No que concerne à forma que este contrato deve revestir, rege o disposto no art. 1143º do C. Civil, o qual à data dos factos – Fevereiro de 2006 – apresentava a redacção que lhe foi dada pelo art. 2º do Decreto-Lei nº 343/98, de 6 de Novembro, que estabelece que “o contrato de mútuo superior a 20.000 euros só é válido se for celebrado por escritura pública e o de valor superior a 2.000 euros se o for por documento assinado pelo mutuário”.
Ora, no caso vertente, face à matéria de facto dada como provada por confessada o Demandante emprestou ao Demandado a quantia de € 1.000,00, titulada por cheque. A quantia mutuada seria pelo prazo de 12 meses, com amortizações mensais. Até à data, o Demandado só liquidou, em Março de 2006, a quantia de € 100,00, ficando em dívida o montante de € 900,00.
Assim sendo, o presente o contrato de mútuo é nulo por vício de forma, o que tem como consequência, a restituição, com efeitos retroactivos, de tudo o que tiver sido prestado – art. 289º, nº 1 do Código Civil.
O nº 3 do citado artigo acrescenta que “é aplicável em qualquer dos casos previstos nos números anteriores, directamente ou por analogia, o disposto nos arts. 1269º e seguintes”.
Ora nos termos do disposto no art. 1270º, nº 1 do Código Civil, “o possuidor de boa fé faz seus os frutos naturais ou civis, percebidos até ao dia em que souber que está a lesar com a sua posse o direito de outrem ...”.
E, nos termos do art. 1271º do mesmo diploma legal, “o possuidor de má fé deve restituir os frutos que a coisa produziu até ao termo da posse e responde, além disso, pelo valor daqueles que um proprietário diligente poderia ter obtido”.

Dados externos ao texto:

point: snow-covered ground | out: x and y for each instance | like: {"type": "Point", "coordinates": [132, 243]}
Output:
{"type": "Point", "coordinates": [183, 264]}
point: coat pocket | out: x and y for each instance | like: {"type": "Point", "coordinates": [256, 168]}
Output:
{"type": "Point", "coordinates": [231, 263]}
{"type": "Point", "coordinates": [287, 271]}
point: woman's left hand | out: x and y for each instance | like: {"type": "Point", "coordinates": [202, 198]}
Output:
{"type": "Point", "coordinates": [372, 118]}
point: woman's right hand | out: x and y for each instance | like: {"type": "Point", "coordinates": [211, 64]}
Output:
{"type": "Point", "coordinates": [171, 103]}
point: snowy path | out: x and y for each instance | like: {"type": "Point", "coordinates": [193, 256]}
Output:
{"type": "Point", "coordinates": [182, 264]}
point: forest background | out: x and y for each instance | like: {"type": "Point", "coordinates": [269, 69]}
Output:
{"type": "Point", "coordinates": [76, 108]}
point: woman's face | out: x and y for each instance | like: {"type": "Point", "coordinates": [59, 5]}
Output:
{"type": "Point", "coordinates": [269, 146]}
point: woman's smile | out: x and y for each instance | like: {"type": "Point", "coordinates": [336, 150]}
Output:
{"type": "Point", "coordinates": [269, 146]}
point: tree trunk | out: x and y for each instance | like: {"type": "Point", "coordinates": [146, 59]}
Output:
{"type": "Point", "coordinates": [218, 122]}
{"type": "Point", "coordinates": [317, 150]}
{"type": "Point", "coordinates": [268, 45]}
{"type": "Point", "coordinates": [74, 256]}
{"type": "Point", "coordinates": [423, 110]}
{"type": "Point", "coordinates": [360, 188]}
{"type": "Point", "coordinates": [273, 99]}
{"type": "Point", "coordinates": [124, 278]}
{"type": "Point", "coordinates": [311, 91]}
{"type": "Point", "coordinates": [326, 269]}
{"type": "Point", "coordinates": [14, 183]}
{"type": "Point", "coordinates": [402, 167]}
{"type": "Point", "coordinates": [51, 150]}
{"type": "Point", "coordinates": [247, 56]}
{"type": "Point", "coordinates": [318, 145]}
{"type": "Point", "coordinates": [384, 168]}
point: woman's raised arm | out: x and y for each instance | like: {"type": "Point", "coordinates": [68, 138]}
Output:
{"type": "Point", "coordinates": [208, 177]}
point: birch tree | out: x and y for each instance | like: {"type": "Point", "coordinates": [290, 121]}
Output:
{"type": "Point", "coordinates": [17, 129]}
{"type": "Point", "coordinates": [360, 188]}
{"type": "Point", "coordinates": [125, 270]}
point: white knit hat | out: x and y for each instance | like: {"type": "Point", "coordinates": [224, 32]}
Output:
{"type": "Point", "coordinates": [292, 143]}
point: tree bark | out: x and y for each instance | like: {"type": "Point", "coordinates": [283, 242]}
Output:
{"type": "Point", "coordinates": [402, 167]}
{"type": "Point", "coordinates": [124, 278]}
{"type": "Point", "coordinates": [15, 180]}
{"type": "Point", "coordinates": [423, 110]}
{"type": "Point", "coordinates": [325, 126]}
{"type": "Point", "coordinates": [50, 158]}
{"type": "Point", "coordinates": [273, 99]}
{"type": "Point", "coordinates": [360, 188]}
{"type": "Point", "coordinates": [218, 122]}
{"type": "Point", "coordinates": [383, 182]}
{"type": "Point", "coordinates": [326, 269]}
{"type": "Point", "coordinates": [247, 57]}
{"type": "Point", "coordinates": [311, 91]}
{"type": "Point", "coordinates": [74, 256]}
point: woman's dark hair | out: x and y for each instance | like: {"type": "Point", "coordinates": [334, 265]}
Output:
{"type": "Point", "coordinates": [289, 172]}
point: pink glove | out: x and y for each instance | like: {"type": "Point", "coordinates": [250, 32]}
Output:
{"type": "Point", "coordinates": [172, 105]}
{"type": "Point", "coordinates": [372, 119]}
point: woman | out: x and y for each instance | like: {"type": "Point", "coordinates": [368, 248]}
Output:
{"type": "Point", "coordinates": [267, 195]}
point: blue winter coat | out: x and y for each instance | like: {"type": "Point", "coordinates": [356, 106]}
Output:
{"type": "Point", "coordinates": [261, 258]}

Em princípio, é com a citação para a acção que cessa a boa fé do possuidor – art. 481º, al. a) do Código de Processo Civil.
Assim, só a partir daí são devidos os juros de mora, frutos civis.

V – DISPOSITIVO
Face ao que antecede, julgo procedente a presente acção, e, por consequência, condeno o Demandado a pagar ao Demandante a quantia de € 900,00 (novecentos euros), acrescida dos juros de mora, à taxa legal, contados desde a citação até o efectivo e integral pagamento.
Declaro o Demandado como parte vencida, correndo as custas por sua conta com o correspondente reembolso ao Demandante, em conformidade com os arts. 8º e 9º da Portaria nº 1456/2001 de 28 de Dezembro.
Registe e notifique.
Vila Nova de Gaia, 29 de Março de 2007
A Juíz de Paz
(Maria Manuela Freitas)
Processado por computador Art.º 138º/5 do C.P.C.